On Tuesday, one of those relatively new entrants announced sales growth that shows there is some wealth to go around. F&G Annuities & Life Inc. announced cumulative PRT sales of over $5 billion since it launched the service in June 2021. That channel now covers 100,000 total participants, including beneficiaries, who will get pension payouts from F&G, according to the institutional and retail insurance and annuity provider.

“F&G has developed an efficient and effective approach to how we successfully design, execute and close pension risk transfer transactions alongside our consultant and plan sponsor clients,” Jay Dinunzio, senior vice president of PRT sales and operations at F&G, said in a statement. “Successful PRT transactions require strong intermediary relationship management, competitive product pricing and outstanding post-sale administration conversion execution.”

Risky Business

There are different flavors of PRT, with firms using lump-sum payments, annuity buyouts (transferring the assets to an insurance company) or buy-ins (a group annuity purchase) and longevity swaps. Clark sees most plan sponsors opting for lump sum cash outs or annuity buyouts and buy-ins—both for pension de-risking and full plan terminations.

Cerulli came to the same conclusion, noting that of the four main strategies, 43% of plan sponsors say they would use a combination of lump-sum payments and annuity buyouts in the case of plan termination.

Clark notes there are some headwind items that Agilis is watching in terms of PRT market trends.
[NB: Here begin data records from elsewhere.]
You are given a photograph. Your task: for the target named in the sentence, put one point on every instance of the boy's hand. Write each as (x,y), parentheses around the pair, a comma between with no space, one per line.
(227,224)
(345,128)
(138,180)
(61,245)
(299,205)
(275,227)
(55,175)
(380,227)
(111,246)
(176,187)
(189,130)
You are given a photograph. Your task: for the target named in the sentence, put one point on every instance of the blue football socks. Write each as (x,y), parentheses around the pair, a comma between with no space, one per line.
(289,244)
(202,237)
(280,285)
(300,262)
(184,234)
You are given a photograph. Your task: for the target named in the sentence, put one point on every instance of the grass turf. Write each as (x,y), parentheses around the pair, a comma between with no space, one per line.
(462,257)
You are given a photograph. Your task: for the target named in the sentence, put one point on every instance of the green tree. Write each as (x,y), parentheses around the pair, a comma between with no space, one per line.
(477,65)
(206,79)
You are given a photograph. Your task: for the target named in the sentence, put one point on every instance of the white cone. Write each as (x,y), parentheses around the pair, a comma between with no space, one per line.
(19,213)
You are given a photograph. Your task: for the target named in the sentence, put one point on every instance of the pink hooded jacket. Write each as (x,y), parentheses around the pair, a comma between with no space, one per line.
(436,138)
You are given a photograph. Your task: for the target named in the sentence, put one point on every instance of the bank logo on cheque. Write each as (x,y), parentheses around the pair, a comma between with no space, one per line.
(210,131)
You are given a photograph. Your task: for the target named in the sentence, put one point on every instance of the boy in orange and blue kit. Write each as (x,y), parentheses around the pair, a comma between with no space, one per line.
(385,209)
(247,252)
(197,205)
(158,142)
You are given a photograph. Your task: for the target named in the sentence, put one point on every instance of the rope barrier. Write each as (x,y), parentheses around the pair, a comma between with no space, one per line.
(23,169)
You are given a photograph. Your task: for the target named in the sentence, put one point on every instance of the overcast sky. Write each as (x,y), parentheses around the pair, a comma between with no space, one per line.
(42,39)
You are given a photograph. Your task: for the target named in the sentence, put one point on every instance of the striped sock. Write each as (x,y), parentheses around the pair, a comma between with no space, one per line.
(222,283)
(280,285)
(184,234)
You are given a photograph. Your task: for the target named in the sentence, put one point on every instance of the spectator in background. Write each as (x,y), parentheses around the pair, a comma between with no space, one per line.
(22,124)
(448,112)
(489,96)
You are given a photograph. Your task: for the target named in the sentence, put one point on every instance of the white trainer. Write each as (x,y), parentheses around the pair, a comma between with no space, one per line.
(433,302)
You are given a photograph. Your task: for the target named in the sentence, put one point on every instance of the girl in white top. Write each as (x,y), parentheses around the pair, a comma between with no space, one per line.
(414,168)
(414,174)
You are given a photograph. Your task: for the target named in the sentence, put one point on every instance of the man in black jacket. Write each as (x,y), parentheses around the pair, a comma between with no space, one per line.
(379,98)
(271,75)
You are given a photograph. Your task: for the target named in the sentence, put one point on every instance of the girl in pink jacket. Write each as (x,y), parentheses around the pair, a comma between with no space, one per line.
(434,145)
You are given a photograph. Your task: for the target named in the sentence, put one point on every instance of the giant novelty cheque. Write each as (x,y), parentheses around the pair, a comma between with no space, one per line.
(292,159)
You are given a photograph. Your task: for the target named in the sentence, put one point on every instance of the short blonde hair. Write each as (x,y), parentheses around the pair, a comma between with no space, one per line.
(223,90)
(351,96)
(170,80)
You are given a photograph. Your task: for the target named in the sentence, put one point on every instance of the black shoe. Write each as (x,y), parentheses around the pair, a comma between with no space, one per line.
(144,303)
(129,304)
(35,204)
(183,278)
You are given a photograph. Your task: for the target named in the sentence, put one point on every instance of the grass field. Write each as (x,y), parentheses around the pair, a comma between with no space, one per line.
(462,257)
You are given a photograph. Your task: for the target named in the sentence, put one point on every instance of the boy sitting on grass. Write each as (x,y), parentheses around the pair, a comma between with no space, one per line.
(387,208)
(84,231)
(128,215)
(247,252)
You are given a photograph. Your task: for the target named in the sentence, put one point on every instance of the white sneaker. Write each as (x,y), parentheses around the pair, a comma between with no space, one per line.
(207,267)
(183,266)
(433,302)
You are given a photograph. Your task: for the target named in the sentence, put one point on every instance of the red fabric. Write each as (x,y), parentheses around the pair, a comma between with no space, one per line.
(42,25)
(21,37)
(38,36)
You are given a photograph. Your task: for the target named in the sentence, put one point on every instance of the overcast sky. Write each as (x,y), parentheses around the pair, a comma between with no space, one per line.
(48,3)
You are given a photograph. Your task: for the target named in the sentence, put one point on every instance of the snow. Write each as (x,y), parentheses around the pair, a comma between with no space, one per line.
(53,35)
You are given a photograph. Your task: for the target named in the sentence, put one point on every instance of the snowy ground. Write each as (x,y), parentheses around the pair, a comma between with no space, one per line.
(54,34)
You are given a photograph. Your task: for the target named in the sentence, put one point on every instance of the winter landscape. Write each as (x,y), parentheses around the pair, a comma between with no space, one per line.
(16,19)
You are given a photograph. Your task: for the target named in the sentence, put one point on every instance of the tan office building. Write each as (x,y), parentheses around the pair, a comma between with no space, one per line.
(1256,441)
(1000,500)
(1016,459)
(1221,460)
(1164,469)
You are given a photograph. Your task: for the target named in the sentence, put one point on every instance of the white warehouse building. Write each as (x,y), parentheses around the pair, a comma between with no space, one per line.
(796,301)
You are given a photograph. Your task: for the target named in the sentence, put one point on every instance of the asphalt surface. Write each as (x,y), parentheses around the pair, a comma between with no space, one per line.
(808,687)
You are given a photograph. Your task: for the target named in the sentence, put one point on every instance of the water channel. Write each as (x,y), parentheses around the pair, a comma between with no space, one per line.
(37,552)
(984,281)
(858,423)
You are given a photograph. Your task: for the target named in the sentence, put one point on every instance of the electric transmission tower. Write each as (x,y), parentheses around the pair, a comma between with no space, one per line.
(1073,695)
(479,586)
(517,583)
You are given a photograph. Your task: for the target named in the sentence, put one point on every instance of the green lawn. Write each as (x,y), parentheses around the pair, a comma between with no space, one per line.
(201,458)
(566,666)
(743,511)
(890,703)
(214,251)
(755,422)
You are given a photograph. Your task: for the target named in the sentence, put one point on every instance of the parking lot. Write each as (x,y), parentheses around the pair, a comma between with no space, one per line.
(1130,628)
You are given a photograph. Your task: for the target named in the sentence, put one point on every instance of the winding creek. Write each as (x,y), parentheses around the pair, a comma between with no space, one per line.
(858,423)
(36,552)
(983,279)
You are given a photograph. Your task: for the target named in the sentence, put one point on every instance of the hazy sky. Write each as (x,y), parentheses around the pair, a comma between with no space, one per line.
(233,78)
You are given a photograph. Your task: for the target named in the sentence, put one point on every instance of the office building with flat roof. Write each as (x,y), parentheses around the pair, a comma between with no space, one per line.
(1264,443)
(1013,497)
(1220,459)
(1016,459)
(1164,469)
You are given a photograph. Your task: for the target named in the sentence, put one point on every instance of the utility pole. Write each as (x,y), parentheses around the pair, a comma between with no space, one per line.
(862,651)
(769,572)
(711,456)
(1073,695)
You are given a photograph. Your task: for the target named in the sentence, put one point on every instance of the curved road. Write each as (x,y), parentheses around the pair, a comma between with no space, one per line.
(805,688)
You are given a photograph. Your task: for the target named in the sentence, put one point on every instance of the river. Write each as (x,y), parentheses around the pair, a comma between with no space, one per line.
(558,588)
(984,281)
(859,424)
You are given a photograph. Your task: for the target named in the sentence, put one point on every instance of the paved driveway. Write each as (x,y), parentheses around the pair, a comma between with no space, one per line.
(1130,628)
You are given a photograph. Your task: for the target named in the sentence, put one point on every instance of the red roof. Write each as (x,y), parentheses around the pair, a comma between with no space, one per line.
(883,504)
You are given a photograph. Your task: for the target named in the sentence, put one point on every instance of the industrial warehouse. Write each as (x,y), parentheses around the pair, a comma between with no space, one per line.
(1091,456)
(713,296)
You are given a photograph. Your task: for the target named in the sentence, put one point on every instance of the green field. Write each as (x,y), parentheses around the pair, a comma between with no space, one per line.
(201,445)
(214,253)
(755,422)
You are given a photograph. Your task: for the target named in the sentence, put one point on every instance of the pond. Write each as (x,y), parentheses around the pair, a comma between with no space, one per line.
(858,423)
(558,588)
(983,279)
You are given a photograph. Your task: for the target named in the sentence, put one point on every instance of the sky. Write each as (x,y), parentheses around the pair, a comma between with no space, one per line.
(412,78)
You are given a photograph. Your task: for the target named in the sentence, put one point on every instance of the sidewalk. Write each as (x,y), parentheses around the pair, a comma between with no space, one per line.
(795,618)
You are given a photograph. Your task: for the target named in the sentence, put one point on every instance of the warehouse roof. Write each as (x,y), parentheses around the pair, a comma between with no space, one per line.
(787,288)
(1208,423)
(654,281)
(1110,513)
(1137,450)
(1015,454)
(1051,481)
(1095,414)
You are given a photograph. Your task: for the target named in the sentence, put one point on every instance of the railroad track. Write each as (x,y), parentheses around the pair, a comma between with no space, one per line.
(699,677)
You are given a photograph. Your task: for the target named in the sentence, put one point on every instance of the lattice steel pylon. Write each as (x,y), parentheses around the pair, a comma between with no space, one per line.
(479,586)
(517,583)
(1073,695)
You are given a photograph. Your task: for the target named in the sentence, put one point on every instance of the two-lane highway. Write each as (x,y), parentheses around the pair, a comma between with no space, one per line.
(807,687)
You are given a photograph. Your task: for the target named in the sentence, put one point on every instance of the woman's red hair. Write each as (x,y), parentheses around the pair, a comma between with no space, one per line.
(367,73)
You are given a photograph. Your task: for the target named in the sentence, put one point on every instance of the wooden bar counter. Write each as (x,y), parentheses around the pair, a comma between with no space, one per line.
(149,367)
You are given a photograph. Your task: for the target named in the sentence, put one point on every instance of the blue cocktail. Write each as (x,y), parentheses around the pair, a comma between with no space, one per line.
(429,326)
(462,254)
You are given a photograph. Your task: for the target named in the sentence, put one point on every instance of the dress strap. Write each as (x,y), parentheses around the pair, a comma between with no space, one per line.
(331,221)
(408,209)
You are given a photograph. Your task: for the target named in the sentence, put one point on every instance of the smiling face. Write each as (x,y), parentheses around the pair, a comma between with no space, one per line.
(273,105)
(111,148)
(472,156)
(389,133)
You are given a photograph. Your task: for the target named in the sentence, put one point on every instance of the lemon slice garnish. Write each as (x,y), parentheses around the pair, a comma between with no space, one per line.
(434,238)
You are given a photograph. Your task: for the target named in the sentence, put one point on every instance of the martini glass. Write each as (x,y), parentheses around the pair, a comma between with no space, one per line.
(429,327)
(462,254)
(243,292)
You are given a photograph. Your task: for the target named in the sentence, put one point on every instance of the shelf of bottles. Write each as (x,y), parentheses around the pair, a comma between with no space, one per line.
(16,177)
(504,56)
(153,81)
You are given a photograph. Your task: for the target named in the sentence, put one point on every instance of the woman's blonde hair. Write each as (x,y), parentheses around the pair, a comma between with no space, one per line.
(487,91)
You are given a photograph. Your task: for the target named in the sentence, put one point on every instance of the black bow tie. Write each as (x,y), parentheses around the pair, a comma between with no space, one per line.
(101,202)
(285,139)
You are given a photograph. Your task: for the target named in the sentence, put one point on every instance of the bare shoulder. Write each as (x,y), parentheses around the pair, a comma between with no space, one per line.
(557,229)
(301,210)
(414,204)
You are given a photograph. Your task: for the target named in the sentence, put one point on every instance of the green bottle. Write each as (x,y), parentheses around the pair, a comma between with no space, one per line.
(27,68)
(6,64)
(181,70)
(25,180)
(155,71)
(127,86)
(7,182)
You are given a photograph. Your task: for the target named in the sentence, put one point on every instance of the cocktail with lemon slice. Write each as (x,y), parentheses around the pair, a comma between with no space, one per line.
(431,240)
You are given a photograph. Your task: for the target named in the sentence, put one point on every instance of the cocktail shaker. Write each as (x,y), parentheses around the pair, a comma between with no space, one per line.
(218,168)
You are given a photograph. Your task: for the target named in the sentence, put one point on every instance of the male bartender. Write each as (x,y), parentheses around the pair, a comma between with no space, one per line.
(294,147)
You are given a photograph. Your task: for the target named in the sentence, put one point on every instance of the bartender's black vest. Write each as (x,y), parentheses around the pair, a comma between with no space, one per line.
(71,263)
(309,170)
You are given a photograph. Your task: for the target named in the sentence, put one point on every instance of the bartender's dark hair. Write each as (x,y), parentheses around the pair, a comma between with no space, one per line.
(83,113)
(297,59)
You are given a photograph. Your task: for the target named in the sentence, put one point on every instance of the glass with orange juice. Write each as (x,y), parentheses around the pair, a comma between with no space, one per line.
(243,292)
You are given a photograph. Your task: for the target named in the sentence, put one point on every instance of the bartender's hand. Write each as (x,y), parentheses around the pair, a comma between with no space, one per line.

One is a report to Congress from the Department of Labor analyzing Interpretive Bulletin 95-1, which outlines the process for pension plan fiduciaries to evaluate insurers when it comes to offering annuities. The report, which was due at the end of 2023, is being closely watched by the industry for changes to how it might impact the current approach to PRTs—with some insurance groups saying it may have a chilling effect on DB risk transfers.

Meanwhile, there have been a spate of lawsuits recently filed against companies that have implemented pension risk transfers via annuity buy-outs alleging a breach of fiduciary duty. The latest was filed April 12, with Schlichter Bogard LLP filing against Alcoa corp. regarding a pension risk transfer conducted with Athene Annuity & Life Co. between 2018 and 2022. Attorney Jerome Schlichter has filed similar suits against AT&T Inc. and Lockheed Martin in the past few months, both accusing Athene of being an “unsafe” insurer.

“Despite these concerns, pricing still looks favorable to plan sponsors and insurer appetite is strong,” Clark says. “With the growth in the market, we expect to see more insurers enter the pension risk transfer market which should increase competition, open up capacity, and drive attractive pricing.”

In addition, he notes, with annuity purchases booming due to higher interest rates, he says Agilis is also seeing interest from public sector pension plans, multiemployer pension plans, and church plans in de-risking, showing perhaps new entrants to the market.